40: Sönen Umut Işıkları

2.8K 235 198
                                    

Selamun aleyküm.

🍀

Bölüm şarkısı:
~Neşet Ertaş/ Gönül Dağı

🍀

Temmuz, 1995

"Yürü!" Emine duyduğu sesle irkildi. Cesur bağırıyor, küfürler ediyordu. Yüreği korkuyla çarptı. Oğlu kafasını kaldırmış kapıya bakıyordu. Eğilip saçlarını okşadı.

"Odadan çıkma oğlum. Tamam mı?" Diyar uslu bir çocuk gibi kafasını salladı. Emine başındaki örtüyü düzeltip kapıdan çıktı. Koşar adımlarla bahçeyi geçip merdivenleri tırmandı.

Herkes buradaydı. Onu sarsan perişan haldeki Rozerin ve yüzü gözü kan içindeki Neçirwan'ında avluda olmasıydı.

"Amca..." Cesur elini kaldırdı. "Sakın!" Rozerin kafasını önüne eğdi. Nalan endişeyle olan biteni izliyordu. Onların nerede olduğunu nasıl öğrenmişti Cesur? Elini kalbine bastırdı korkuyla.
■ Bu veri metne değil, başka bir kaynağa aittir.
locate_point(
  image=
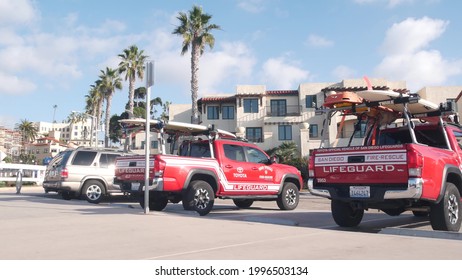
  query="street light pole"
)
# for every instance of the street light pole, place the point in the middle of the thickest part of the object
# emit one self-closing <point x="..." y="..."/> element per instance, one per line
<point x="93" y="128"/>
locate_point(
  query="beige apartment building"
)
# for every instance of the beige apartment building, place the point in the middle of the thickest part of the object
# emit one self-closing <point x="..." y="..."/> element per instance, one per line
<point x="272" y="117"/>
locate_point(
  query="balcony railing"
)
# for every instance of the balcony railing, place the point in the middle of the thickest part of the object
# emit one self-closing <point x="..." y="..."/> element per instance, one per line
<point x="279" y="111"/>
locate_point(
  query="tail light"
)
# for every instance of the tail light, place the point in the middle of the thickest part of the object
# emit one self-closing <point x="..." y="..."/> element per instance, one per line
<point x="64" y="173"/>
<point x="415" y="163"/>
<point x="159" y="167"/>
<point x="311" y="167"/>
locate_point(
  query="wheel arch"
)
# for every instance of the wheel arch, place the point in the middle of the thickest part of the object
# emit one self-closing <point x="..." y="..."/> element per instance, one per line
<point x="451" y="174"/>
<point x="291" y="178"/>
<point x="99" y="179"/>
<point x="204" y="175"/>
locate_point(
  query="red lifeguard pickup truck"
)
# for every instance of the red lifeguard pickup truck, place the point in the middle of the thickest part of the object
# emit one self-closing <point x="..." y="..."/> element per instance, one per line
<point x="408" y="162"/>
<point x="201" y="170"/>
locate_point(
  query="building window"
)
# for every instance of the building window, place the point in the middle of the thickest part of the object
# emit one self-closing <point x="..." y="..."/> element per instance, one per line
<point x="251" y="105"/>
<point x="311" y="101"/>
<point x="227" y="112"/>
<point x="154" y="144"/>
<point x="313" y="130"/>
<point x="285" y="132"/>
<point x="278" y="108"/>
<point x="254" y="134"/>
<point x="212" y="112"/>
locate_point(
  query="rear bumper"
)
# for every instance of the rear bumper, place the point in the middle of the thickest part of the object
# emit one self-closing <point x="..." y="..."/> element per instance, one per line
<point x="412" y="191"/>
<point x="157" y="184"/>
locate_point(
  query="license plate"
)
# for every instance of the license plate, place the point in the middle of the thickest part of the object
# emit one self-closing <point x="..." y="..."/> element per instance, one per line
<point x="135" y="186"/>
<point x="360" y="191"/>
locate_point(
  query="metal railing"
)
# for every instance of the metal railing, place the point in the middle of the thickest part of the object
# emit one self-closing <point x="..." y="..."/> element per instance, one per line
<point x="19" y="173"/>
<point x="283" y="111"/>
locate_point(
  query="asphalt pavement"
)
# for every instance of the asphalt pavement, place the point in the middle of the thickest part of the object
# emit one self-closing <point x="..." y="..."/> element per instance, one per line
<point x="39" y="226"/>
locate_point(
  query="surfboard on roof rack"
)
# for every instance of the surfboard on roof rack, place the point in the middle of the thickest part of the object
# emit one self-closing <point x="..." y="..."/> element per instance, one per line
<point x="172" y="127"/>
<point x="396" y="101"/>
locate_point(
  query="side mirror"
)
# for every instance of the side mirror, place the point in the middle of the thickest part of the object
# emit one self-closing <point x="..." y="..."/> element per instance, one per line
<point x="274" y="159"/>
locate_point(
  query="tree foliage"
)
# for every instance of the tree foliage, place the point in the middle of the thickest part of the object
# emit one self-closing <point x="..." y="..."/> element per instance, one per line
<point x="195" y="29"/>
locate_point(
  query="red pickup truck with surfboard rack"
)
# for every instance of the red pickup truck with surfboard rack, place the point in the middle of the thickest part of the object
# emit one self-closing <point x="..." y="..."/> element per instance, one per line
<point x="204" y="163"/>
<point x="410" y="159"/>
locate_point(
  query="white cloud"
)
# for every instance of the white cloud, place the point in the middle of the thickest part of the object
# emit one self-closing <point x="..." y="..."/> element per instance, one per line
<point x="408" y="58"/>
<point x="412" y="35"/>
<point x="280" y="74"/>
<point x="389" y="3"/>
<point x="10" y="84"/>
<point x="17" y="12"/>
<point x="318" y="41"/>
<point x="343" y="72"/>
<point x="233" y="63"/>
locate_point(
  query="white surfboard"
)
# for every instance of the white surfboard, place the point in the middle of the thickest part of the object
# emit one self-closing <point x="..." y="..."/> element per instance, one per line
<point x="383" y="96"/>
<point x="172" y="127"/>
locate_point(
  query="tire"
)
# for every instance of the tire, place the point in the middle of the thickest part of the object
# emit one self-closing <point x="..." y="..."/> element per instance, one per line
<point x="157" y="202"/>
<point x="345" y="215"/>
<point x="289" y="197"/>
<point x="67" y="195"/>
<point x="93" y="191"/>
<point x="446" y="215"/>
<point x="185" y="204"/>
<point x="393" y="211"/>
<point x="200" y="197"/>
<point x="243" y="203"/>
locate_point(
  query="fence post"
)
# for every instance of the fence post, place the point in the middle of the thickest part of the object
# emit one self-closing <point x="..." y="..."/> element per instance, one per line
<point x="18" y="181"/>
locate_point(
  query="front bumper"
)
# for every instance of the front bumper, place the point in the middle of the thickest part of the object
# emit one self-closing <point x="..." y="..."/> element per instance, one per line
<point x="412" y="191"/>
<point x="157" y="184"/>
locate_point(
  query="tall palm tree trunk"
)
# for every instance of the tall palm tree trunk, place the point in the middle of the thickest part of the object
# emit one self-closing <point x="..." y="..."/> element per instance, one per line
<point x="131" y="95"/>
<point x="195" y="55"/>
<point x="107" y="120"/>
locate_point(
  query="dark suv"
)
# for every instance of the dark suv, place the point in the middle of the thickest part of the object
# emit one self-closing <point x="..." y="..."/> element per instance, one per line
<point x="86" y="172"/>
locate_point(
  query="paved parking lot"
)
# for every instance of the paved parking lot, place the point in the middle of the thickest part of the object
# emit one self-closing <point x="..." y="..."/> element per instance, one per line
<point x="35" y="225"/>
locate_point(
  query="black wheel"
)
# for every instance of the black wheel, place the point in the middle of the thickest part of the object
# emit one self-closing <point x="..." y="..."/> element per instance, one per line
<point x="243" y="203"/>
<point x="176" y="199"/>
<point x="67" y="195"/>
<point x="185" y="204"/>
<point x="289" y="197"/>
<point x="93" y="191"/>
<point x="446" y="214"/>
<point x="393" y="211"/>
<point x="345" y="215"/>
<point x="157" y="201"/>
<point x="200" y="197"/>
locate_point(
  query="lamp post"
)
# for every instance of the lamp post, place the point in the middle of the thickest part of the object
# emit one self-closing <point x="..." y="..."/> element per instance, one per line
<point x="93" y="127"/>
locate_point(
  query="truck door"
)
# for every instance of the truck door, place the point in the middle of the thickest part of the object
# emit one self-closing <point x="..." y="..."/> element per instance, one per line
<point x="245" y="170"/>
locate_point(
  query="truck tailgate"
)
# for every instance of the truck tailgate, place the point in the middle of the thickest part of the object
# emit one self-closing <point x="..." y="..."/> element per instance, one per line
<point x="361" y="165"/>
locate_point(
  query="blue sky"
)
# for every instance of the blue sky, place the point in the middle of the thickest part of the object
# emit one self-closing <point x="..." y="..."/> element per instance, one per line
<point x="51" y="51"/>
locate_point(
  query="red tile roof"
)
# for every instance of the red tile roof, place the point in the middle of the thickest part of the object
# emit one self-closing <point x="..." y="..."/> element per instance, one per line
<point x="282" y="92"/>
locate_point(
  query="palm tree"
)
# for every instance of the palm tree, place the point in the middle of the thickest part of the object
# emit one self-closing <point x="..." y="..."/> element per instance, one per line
<point x="132" y="65"/>
<point x="110" y="81"/>
<point x="94" y="101"/>
<point x="28" y="131"/>
<point x="195" y="29"/>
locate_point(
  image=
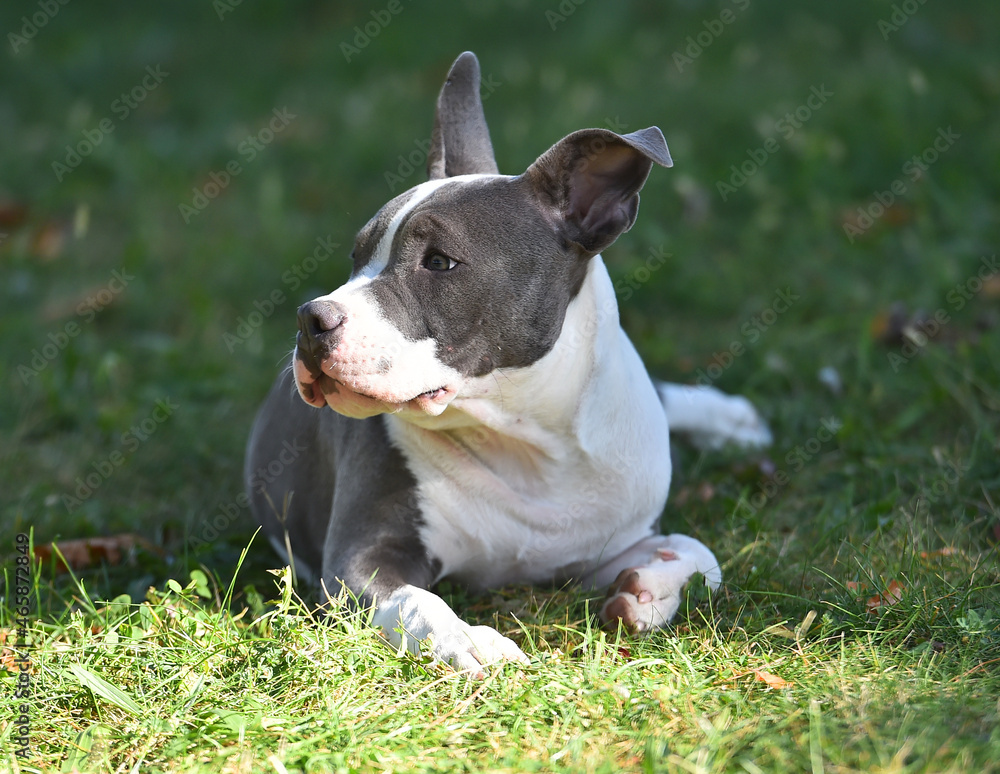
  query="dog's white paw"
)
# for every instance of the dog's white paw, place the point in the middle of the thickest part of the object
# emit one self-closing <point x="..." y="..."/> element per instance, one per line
<point x="646" y="597"/>
<point x="411" y="615"/>
<point x="469" y="648"/>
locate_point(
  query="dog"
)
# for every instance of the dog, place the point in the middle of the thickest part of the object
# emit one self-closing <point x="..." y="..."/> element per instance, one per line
<point x="491" y="422"/>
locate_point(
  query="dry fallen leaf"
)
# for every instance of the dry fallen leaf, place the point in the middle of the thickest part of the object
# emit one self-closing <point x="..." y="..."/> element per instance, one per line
<point x="947" y="551"/>
<point x="771" y="680"/>
<point x="79" y="554"/>
<point x="50" y="239"/>
<point x="888" y="598"/>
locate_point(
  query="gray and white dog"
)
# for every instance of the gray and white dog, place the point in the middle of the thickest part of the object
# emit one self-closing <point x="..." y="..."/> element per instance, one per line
<point x="491" y="421"/>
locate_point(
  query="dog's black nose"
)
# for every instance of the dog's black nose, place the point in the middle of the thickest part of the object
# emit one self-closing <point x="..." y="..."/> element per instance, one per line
<point x="319" y="317"/>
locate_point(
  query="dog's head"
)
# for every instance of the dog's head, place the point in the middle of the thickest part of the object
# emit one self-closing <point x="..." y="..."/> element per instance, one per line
<point x="471" y="271"/>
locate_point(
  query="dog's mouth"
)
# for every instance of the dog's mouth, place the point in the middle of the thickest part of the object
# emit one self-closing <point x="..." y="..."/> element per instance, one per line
<point x="324" y="390"/>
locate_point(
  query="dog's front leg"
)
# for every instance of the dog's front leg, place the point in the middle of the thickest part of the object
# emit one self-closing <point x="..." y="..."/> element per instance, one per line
<point x="647" y="579"/>
<point x="411" y="615"/>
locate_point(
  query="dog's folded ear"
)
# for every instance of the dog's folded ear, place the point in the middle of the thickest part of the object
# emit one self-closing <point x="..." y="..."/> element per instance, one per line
<point x="460" y="142"/>
<point x="591" y="180"/>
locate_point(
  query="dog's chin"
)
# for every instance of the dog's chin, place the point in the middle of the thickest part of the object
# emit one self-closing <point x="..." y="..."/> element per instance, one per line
<point x="326" y="391"/>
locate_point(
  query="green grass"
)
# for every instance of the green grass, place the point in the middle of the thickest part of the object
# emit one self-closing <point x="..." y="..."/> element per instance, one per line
<point x="233" y="673"/>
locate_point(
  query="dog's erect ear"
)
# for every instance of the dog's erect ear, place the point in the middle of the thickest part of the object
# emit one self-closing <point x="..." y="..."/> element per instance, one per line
<point x="460" y="143"/>
<point x="591" y="179"/>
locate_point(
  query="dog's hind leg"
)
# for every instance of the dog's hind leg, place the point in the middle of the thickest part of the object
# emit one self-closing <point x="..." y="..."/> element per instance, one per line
<point x="710" y="419"/>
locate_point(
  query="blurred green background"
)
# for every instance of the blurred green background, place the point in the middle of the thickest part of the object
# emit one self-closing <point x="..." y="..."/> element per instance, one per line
<point x="147" y="104"/>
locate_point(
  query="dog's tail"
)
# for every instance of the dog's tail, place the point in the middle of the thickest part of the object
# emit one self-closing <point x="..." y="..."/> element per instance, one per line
<point x="710" y="419"/>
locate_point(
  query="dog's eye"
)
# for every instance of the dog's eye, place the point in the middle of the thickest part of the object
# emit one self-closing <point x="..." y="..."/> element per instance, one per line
<point x="438" y="262"/>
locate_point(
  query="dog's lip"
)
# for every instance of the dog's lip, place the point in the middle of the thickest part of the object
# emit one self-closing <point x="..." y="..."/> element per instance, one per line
<point x="317" y="388"/>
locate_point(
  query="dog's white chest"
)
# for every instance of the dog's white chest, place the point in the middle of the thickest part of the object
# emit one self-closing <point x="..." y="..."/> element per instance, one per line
<point x="524" y="517"/>
<point x="550" y="469"/>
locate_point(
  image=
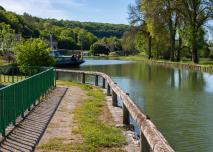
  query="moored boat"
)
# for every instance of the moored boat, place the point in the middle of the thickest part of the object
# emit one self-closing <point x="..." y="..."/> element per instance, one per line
<point x="66" y="61"/>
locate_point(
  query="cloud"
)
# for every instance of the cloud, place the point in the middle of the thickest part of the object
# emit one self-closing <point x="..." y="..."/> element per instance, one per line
<point x="44" y="8"/>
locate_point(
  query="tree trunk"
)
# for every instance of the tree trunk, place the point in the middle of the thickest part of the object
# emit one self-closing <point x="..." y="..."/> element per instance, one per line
<point x="179" y="49"/>
<point x="150" y="47"/>
<point x="195" y="57"/>
<point x="172" y="51"/>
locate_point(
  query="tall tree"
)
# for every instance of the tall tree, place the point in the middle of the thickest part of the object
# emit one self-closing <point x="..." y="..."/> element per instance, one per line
<point x="161" y="14"/>
<point x="195" y="13"/>
<point x="137" y="18"/>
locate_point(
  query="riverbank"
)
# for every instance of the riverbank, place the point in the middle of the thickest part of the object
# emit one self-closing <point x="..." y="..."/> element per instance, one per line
<point x="205" y="66"/>
<point x="83" y="122"/>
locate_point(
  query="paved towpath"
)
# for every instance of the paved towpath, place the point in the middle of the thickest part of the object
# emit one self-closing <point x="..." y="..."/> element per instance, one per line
<point x="28" y="132"/>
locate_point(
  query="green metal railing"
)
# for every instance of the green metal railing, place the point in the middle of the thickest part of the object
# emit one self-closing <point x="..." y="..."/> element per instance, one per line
<point x="22" y="92"/>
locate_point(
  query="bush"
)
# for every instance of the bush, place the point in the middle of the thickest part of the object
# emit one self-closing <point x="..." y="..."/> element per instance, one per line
<point x="33" y="52"/>
<point x="99" y="48"/>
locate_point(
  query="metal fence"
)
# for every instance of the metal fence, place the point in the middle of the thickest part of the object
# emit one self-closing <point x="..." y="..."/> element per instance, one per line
<point x="24" y="89"/>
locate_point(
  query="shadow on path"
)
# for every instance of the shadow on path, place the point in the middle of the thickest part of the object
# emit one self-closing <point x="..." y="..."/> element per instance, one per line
<point x="27" y="134"/>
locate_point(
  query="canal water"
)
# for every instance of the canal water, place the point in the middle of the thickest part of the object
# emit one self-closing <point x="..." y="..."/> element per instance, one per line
<point x="179" y="102"/>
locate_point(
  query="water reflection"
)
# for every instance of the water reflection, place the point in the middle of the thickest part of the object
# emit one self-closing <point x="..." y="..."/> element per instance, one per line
<point x="178" y="101"/>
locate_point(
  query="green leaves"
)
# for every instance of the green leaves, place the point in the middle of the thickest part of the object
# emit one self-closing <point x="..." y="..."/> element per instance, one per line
<point x="33" y="52"/>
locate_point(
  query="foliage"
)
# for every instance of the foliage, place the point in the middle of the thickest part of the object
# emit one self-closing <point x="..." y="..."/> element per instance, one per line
<point x="129" y="40"/>
<point x="7" y="38"/>
<point x="166" y="28"/>
<point x="33" y="52"/>
<point x="69" y="34"/>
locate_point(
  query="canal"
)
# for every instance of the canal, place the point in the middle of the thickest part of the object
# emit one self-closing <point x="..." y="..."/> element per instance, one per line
<point x="179" y="102"/>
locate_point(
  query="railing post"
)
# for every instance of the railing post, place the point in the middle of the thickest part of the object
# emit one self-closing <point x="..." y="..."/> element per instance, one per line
<point x="144" y="145"/>
<point x="108" y="89"/>
<point x="104" y="83"/>
<point x="83" y="78"/>
<point x="126" y="120"/>
<point x="96" y="80"/>
<point x="56" y="77"/>
<point x="3" y="133"/>
<point x="114" y="99"/>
"Şerefimizi iki paralık ettin Rozerin Hanım! Biz kızımız öğretmen olacak diye beklerken kızımız kaçtı. Hemde ardında bir satır yazı bırakarak!" Rozerin'e bir tokat attığında Neçirwan öne atıldı.

"Ona vurma!" Onun haykıran sesine acıyla baktı Nalan ve Emine. Cesur silahın kabzasını kafasına geçirince sarsıldı ve yere düştü. Rozerin ağlayarak yanına çöktü.

Erkekler evde olmadığı için daha çok korktu Emine. Cesur'a kimsenin gücü yetmezdi. İki metre boyu, silah tutan eli ve iri cüssesiyle kızgın bir canavar gibi duruyordu.

"Abi etme!" dedi Nalan. Cesur tiksintiyle ona baktı. "Sen hiç konuşma! Biliyorum onlara yardım ettiğini." Nalan şaşırdı. Bunu bilen tek kişiye kaydı gözleri. Emine'ye.

"Emine yerlerini söylemese hiç bilemeyecektik kahpeliğini." diye devam etti Cesur. Nalan sarsıldı. Sırtındaki hançeri hisseder gibi oldu.

Emine ona ihanet etmişti. Hem ona hemde gencecik iki insana. O an hayal kırıklığıyla doldu. Emine ona bunu yapmazdı. Yapamazdı!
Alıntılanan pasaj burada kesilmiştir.